I am working on a RNA-Seq data set from mouse. I have done the mapping and the counting and got a table of count data (a matrix of counts for each gene and sample), which looks like that:

ID 1 2 3 4 5 6 ... 20 ENSMUSG00000058997 5250 5187 1431 3177 575 3870 ... 4375 ENSMUSG00000038079 639 513 630 3672 640 313 ... 292 ENSMUSG00000053168 336 1250 1242 4330 254 184 ... 2146 ...

In total I have 20 single mouse samples from 9 different conditions.

and I have a vector of Scores, which we calculated based on different phenotypical parameters like age, weight, longevity and some more parameters. The score varies between 3-16, where `3`

means phenotypically best and `16`

phenotypically worse.

Our main goal is to try and find a way to identify the genes which contribute to this scoring results.
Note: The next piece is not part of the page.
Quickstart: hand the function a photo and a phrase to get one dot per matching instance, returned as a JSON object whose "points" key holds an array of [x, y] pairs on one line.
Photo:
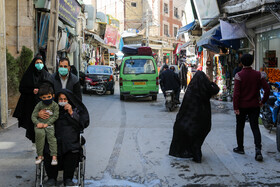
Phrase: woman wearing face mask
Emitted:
{"points": [[35, 75], [73, 118]]}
The score was calculated independently of the conditions, so that we can analyse each mouse as a single entity. I do have multiple animals with the same score value, but some score values are unique. For that reason I don't have the usual replica, so AFAIK regression analysis cannot be done.

To get around the fact, that some genes in some samples have a very high read count compared to others, we were thinking about normalizing each row by calculating a fold-change for each gene/sample. This will be done by calculating the average for each gene over all samples and than dividing each gene/sample by this value.
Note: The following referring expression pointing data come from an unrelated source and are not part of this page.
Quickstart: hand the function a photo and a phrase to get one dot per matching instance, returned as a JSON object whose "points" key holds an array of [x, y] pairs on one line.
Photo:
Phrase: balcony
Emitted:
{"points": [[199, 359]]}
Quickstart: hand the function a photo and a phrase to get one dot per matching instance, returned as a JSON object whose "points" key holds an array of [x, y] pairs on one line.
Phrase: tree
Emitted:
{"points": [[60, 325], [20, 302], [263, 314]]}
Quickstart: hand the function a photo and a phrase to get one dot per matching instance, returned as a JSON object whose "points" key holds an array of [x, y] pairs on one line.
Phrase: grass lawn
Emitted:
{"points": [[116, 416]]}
So the idea is to try and calculate some kind of correlation between the score vector and each gene. The higher this correlation coefficient value is to 1 the gene should have a higher influence on the behaviour of the score.

I don't know if it is possible to calculate this kind of correlation, so I was also thinking about a semi-quantitative method like clustering , while using the score values as the x-axis and cluster the genes only according tot the rows. But this method will only able me to look for groups with my own eyes and with no "real" significance.

I hope I explain myself clear enough to understand my goal in this analysis I would appreciate any help and/or Ideas on how to proceed here

Thanks,

Assa

PS

I have also asked this question here, as I wasn't sure which of the two repositories is the right one to do it.